Every year it seems I get caught out with a bout of the Holiday Blues.
After a really fun and non-traditional Thanksgiving with wonderful friends, I headed into December ready to celebrate the holidays my way. Then Bam! I came down with the Holiday Blues.
There will always be things I wish were part of my festive season, like hand-delivering gifts to my family, shopping for small children, and creating the kind of Christmas I had as a child. But it wasn’t theses losses and what-ifs that gave me the blues this year.
Maybe it was the rainy weather that kept me indoors for much of the week. Maybe it was the end of year racing towards me highlighting the things that didn’t get accomplished this year. Or maybe it’s that Christmas doesn’t really feel like something to celebrate anymore.
Finally, I took my own advice, and that of a couple of friends, and dusted myself off. I bought a tree, made plans for Christmas Eve dinner at a favorite restaurant, and wrote and sent my cards. And then I made myself a cup of tea and sliced off a chunk of proper English fruitcake, and I curled up in a chair and wrote in my journal.
I made a list of everything good that happened this year—all the fun things I did (see photo below, for one), the challenges I overcame, the goals I reached this year, the friends I spent time with, the family I visited.
And guess what I discovered? It’s been another great year this year. I have lived my life, perhaps not always to the fullest, but to the best that I was able. And I had a good time doing it.
That, I think, is plenty of reason to celebrate.
Mali says
Lisa, I adore that photo!
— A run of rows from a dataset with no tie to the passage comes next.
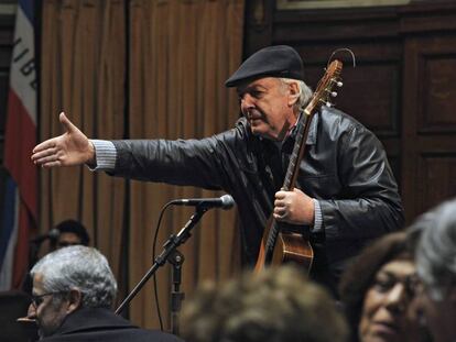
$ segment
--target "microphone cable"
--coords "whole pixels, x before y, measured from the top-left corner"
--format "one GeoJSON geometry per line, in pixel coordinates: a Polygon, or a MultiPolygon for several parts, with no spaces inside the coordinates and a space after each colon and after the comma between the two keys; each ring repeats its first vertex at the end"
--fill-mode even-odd
{"type": "MultiPolygon", "coordinates": [[[[163,214],[165,212],[165,210],[167,209],[167,207],[172,206],[174,203],[174,200],[169,201],[166,205],[164,205],[162,207],[162,210],[160,211],[160,217],[159,217],[159,221],[156,222],[156,229],[155,229],[155,234],[153,235],[153,242],[152,242],[152,257],[153,257],[153,262],[155,262],[155,251],[156,251],[156,241],[159,239],[159,230],[160,230],[160,225],[162,223],[162,219],[163,219],[163,214]]],[[[156,284],[156,273],[153,274],[153,295],[155,297],[155,305],[156,305],[156,316],[159,317],[159,322],[160,322],[160,330],[163,330],[163,319],[162,319],[162,312],[160,310],[160,302],[159,302],[159,290],[158,290],[158,284],[156,284]]]]}

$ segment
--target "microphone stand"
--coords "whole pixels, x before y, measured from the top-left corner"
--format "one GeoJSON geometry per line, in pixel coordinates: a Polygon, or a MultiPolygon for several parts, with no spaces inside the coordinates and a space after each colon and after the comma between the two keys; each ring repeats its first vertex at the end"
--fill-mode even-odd
{"type": "Polygon", "coordinates": [[[181,229],[177,235],[171,234],[170,238],[163,245],[163,251],[158,255],[154,260],[152,267],[148,271],[148,273],[142,277],[142,279],[137,284],[137,286],[131,290],[131,293],[127,296],[126,299],[120,304],[120,306],[116,309],[116,313],[119,315],[124,307],[134,298],[134,296],[141,290],[144,284],[149,280],[149,278],[155,274],[159,267],[163,266],[166,263],[169,256],[181,245],[183,244],[189,236],[191,230],[195,227],[195,224],[200,220],[203,214],[208,210],[205,206],[197,206],[195,209],[195,213],[191,217],[188,222],[181,229]]]}
{"type": "Polygon", "coordinates": [[[175,335],[180,333],[178,312],[181,311],[182,300],[185,299],[185,294],[181,293],[182,264],[184,263],[184,255],[175,250],[169,256],[167,262],[173,265],[173,285],[171,287],[171,332],[175,335]]]}

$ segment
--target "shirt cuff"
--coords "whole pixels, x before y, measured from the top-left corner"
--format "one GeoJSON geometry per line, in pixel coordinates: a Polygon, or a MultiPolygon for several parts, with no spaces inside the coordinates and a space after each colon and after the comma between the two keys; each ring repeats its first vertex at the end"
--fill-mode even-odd
{"type": "Polygon", "coordinates": [[[88,165],[90,170],[113,170],[116,167],[117,150],[108,140],[90,140],[95,148],[96,165],[88,165]]]}
{"type": "Polygon", "coordinates": [[[319,202],[314,198],[315,212],[314,212],[314,227],[311,229],[313,233],[319,233],[323,230],[323,214],[319,202]]]}

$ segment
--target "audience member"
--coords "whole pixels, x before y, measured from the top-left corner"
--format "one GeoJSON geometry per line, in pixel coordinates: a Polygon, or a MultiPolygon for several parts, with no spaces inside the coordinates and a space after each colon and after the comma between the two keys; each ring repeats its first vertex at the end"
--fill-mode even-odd
{"type": "Polygon", "coordinates": [[[426,333],[411,308],[415,282],[406,233],[384,235],[366,247],[340,282],[351,340],[424,341],[426,333]]]}
{"type": "Polygon", "coordinates": [[[410,229],[421,280],[415,307],[435,342],[456,341],[456,199],[421,216],[410,229]]]}
{"type": "Polygon", "coordinates": [[[187,342],[343,342],[348,329],[333,299],[302,271],[283,266],[206,284],[184,307],[187,342]]]}
{"type": "Polygon", "coordinates": [[[181,341],[132,326],[111,311],[117,283],[97,250],[68,246],[47,254],[31,271],[35,319],[46,341],[181,341]]]}
{"type": "Polygon", "coordinates": [[[86,228],[78,221],[65,220],[55,227],[58,230],[58,238],[54,240],[54,247],[62,249],[70,245],[89,244],[89,235],[86,228]]]}

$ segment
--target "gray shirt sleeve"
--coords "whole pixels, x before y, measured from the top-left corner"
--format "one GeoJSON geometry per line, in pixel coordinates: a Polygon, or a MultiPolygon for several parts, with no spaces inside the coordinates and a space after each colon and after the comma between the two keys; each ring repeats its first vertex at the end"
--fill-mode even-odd
{"type": "Polygon", "coordinates": [[[90,140],[95,147],[96,165],[90,170],[112,170],[116,167],[117,150],[111,141],[90,140]]]}
{"type": "Polygon", "coordinates": [[[314,227],[312,228],[313,233],[318,233],[323,229],[323,214],[319,202],[314,198],[315,213],[314,213],[314,227]]]}

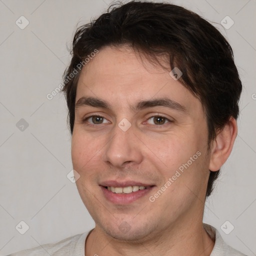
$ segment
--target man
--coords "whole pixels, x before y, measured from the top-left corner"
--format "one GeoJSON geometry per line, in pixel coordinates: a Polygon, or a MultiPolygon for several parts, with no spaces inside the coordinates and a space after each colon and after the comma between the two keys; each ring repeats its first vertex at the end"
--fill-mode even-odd
{"type": "Polygon", "coordinates": [[[228,43],[198,15],[132,1],[80,28],[63,90],[95,228],[18,255],[244,255],[202,223],[237,134],[228,43]]]}

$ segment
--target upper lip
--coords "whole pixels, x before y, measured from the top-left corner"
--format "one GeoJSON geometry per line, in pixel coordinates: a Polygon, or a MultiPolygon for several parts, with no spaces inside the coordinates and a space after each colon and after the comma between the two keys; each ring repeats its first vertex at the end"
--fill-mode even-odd
{"type": "Polygon", "coordinates": [[[100,184],[102,186],[114,186],[114,188],[125,188],[130,186],[151,186],[154,185],[149,183],[144,182],[138,182],[133,180],[108,180],[100,184]]]}

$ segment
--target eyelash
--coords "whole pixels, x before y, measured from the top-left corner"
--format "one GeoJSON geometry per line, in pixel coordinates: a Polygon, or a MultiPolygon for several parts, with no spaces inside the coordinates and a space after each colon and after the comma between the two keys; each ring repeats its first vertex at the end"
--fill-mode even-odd
{"type": "MultiPolygon", "coordinates": [[[[86,117],[86,118],[85,118],[83,120],[82,122],[83,122],[86,123],[86,121],[88,120],[88,119],[89,119],[90,118],[94,118],[94,117],[102,118],[103,118],[106,119],[106,118],[104,118],[104,116],[101,116],[94,115],[94,116],[90,116],[86,117]]],[[[155,118],[155,117],[164,118],[166,120],[168,121],[168,122],[172,122],[172,121],[170,119],[168,119],[167,118],[166,118],[165,116],[157,116],[157,115],[152,116],[150,116],[150,118],[148,118],[146,120],[148,121],[148,120],[150,120],[150,119],[151,119],[152,118],[155,118]]],[[[95,126],[100,126],[100,124],[92,124],[90,123],[86,124],[86,126],[90,126],[91,127],[94,127],[95,126]]],[[[152,124],[152,125],[154,125],[155,126],[163,126],[164,124],[152,124]]]]}

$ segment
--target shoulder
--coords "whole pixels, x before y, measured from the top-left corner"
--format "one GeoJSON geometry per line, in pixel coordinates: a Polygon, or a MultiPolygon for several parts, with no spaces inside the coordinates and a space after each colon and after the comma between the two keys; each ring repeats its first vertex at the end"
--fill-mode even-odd
{"type": "Polygon", "coordinates": [[[76,234],[56,244],[42,244],[30,249],[17,252],[7,256],[64,256],[72,255],[72,254],[77,253],[78,250],[83,252],[84,255],[84,242],[86,236],[87,232],[76,234]]]}

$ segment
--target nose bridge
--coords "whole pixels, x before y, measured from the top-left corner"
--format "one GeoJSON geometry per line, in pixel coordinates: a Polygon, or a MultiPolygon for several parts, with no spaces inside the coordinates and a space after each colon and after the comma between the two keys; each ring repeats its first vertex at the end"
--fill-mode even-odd
{"type": "Polygon", "coordinates": [[[123,120],[116,124],[103,156],[104,162],[118,168],[127,162],[138,164],[142,160],[140,147],[134,143],[135,131],[127,121],[123,120]]]}

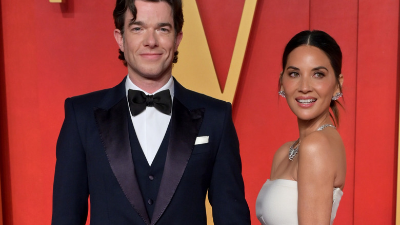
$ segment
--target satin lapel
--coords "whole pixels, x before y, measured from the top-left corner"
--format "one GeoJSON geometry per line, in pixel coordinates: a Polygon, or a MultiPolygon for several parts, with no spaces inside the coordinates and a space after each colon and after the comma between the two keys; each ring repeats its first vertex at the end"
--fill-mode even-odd
{"type": "Polygon", "coordinates": [[[172,198],[192,154],[204,115],[204,108],[189,110],[176,99],[173,104],[171,135],[152,224],[159,219],[172,198]]]}
{"type": "Polygon", "coordinates": [[[150,224],[135,174],[128,131],[125,98],[109,110],[95,108],[94,117],[110,165],[122,191],[146,224],[150,224]]]}

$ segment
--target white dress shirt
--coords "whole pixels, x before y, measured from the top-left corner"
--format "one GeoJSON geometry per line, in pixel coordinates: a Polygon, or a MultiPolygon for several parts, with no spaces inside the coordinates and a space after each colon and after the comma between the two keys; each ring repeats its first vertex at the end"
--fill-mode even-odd
{"type": "MultiPolygon", "coordinates": [[[[125,82],[127,102],[128,90],[130,89],[143,91],[146,95],[154,95],[162,90],[169,89],[171,97],[173,100],[174,82],[172,76],[163,87],[154,93],[149,93],[133,84],[128,76],[125,82]]],[[[132,116],[130,109],[129,112],[139,143],[149,165],[151,165],[167,132],[171,120],[171,115],[164,114],[154,107],[146,107],[144,111],[135,116],[132,116]]]]}

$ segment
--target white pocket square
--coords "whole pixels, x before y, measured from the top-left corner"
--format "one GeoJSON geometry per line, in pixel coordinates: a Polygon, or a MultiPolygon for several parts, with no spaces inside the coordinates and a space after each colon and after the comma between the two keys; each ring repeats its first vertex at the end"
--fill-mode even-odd
{"type": "Polygon", "coordinates": [[[196,141],[194,142],[194,144],[201,144],[208,143],[208,136],[201,136],[196,138],[196,141]]]}

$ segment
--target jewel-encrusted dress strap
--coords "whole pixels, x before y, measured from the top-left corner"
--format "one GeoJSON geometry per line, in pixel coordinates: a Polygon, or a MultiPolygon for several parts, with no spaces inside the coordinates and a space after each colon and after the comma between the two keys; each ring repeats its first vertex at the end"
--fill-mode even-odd
{"type": "Polygon", "coordinates": [[[317,130],[322,130],[324,129],[325,129],[326,127],[328,127],[328,126],[330,126],[331,127],[333,127],[335,129],[336,129],[336,127],[335,126],[333,126],[332,124],[324,124],[322,126],[320,126],[318,129],[317,129],[317,130]]]}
I had a little book when I was six or seven that had a photo of a tree you could drive through (it was a travel book about British kids visiting California with their dad), and that is my first memory of wanting to travel.
Like you, I’ve had the holiday blues this year. But they’re gone now. Perhaps it was baking my mini mince pies that banished the blues! I think as the years go by, we become much better at recognising them, then brushing them aside and saying, “okay, that’s enough.” Wishing you a peaceful Christmas, and a fabulous 2020.